Но тут налетела Салли. Она была непреклонна.
– Будешь лежать до тех пор, пока я не позволю встать, – заявила она твердо. – Люди могут и теперь приходить. Да вот, кстати, кто-то идет к нам. – Она прислушалась к голосам за дверью.
Это была Маргрет с двумя девочками – Нэнси и Мери. С того злополучного утра, когда Мери пришла к Нэнси с покаянием, обе девочки очень подружились. Теперь Мери, родители которой жили в соседнем городе, проводила все свое свободное время у Нэнси и звала ее мать «тетя Маргрет». Девочки принесли Чарли сирень.
Они еще ничего не знали о приезде Джима Робинсона, слышали только, что их друга перевезли домой. Не знала о приезде Джима и Маргрет, иначе, наверно, она постаралась бы скрыть свой расстроенный вид и заплаканные глаза.
– Боже милостивый, кого я вижу!.. Джим Робинсон!.. – пробормотала она.
– Здравствуйте, Маргрет, голубушка моя! – Джим Робинсон нежно пожал руку актрисе. – А почему глазки заплаканы? Что случилось у моей старой приятельницы Маргрет?
– Так, пустяки, – отмахнулась Маргрет, пряча лицо. – Я так рада вам, Джим. Вы точно луч света в нашей жизни…

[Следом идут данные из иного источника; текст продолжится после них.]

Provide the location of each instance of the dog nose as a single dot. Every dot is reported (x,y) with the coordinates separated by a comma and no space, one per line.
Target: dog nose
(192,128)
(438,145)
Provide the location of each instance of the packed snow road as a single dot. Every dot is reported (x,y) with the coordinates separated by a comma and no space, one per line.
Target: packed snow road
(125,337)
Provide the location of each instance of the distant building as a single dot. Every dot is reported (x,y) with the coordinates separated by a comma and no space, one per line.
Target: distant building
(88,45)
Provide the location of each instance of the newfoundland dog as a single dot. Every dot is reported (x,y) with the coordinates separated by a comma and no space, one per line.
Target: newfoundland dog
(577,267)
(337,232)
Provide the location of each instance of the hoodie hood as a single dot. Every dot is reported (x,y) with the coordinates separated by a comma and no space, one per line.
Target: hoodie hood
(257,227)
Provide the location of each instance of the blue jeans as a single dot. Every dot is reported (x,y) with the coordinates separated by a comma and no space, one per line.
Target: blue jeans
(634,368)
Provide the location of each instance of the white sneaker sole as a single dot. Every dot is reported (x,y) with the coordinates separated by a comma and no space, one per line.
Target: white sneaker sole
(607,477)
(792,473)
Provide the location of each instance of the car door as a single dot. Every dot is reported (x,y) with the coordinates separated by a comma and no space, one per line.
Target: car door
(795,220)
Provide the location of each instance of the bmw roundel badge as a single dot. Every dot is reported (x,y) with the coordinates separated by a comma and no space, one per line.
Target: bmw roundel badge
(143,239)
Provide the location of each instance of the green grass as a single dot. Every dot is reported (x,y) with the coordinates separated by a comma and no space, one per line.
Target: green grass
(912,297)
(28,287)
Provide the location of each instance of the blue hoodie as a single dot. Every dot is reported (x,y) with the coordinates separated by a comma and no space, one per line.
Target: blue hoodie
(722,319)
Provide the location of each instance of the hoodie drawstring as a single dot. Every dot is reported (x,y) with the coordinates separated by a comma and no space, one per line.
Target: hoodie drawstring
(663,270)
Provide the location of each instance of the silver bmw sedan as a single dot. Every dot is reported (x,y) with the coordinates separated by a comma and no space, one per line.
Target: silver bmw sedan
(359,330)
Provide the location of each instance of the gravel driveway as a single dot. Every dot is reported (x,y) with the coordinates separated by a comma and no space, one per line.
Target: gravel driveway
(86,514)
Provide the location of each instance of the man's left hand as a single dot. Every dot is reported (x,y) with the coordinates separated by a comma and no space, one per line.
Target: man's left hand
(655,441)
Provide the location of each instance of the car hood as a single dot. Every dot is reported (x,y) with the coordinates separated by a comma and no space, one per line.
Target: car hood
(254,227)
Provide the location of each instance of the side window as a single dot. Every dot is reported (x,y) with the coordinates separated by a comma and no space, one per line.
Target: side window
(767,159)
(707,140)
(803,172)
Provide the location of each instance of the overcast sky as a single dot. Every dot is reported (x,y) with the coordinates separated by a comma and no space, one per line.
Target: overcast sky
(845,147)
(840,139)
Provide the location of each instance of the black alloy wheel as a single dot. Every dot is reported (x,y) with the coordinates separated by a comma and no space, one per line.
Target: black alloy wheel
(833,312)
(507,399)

Обе девочки во все глаза смотрели на «черного Карузо». Так вот он – этот знаменитый певец, о котором так восторженно говорил Чарли, а теперь толкует вся Восточная окраина!
В своем волнении они даже забыли о том, что пришли навестить больного, и так и стояли посреди комнаты, держа в руках ветки белой и лиловой сирени.
– А кто эти молодые леди? – обернулся к ним Джим Робинсон. – Впрочем, я догадываюсь: одна из них, верно, ваша дочь, Маргрет, ваша Нэнси, которая умеет и петь, и танцевать, и пишет прелестные стихи, как я слышал. Подойди ко мне, дочурка, дай на тебя полюбоваться – ведь я знал тебя еще крошкой.